C'est moi qui vous en prie ; et dans mon tendre effroi,

Je cherche à vous fléchir, moins pour vous que pour moi.

J'oublierai tout enfin : dégagez ma promesse.

Il faut aujourd'hui même épouser la princesse ; [860]

Et si vous refusez ce noeud trop attendu,

J'en mourrai de douleur ; mais vous êtes perdu.

Dom Pedre

Connaissez votre fils, Seigneur : malgré son crime,

Il tient encor de vous un coeur trop magnanime.

Les plus affreux périls ne sauraient m'ébranler. [865]

Vous rougiriez pour moi, s'ils me faisaient trembler.

Je ne crains point la mort ; et ce que n'a pu faire

L'amour et le respect que je porte à mon père,

Les supplices tout prêts ne peuvent m'y forcer.

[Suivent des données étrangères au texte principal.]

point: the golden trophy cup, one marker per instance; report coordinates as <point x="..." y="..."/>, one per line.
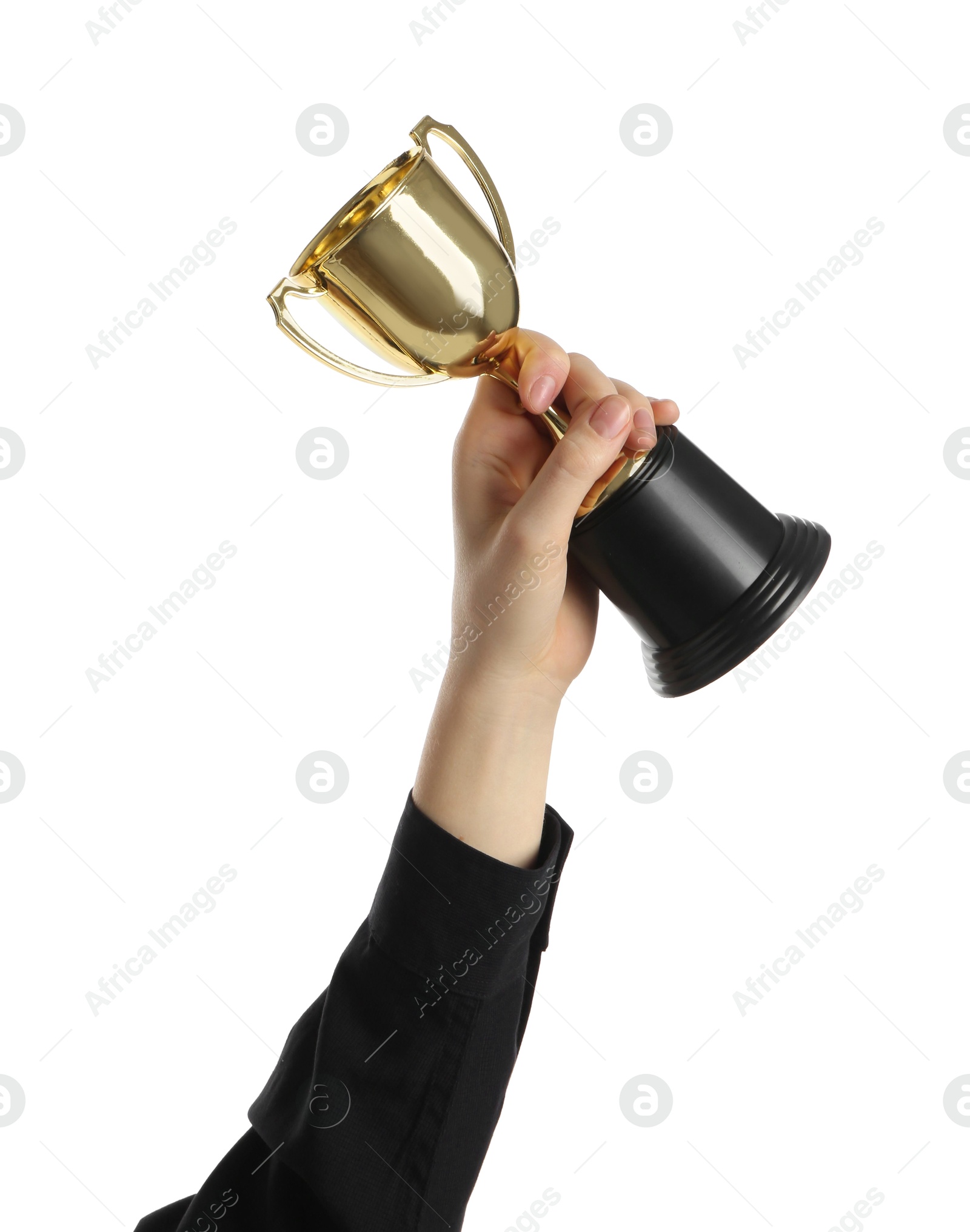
<point x="701" y="571"/>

Voila mes sentiments ; vous pouvez prononcer. [870]

Alphonse

Eh ! Pourquoi conserver, en méritant ma haine,

Ce reste de respect qui ne sert qu'à ma peine !

Laisse-moi plutôt voir un fils dénaturé,

Un ennemi mortel contre moi conjuré,

Tout prêt à me percer d'un poignard parricide. [875]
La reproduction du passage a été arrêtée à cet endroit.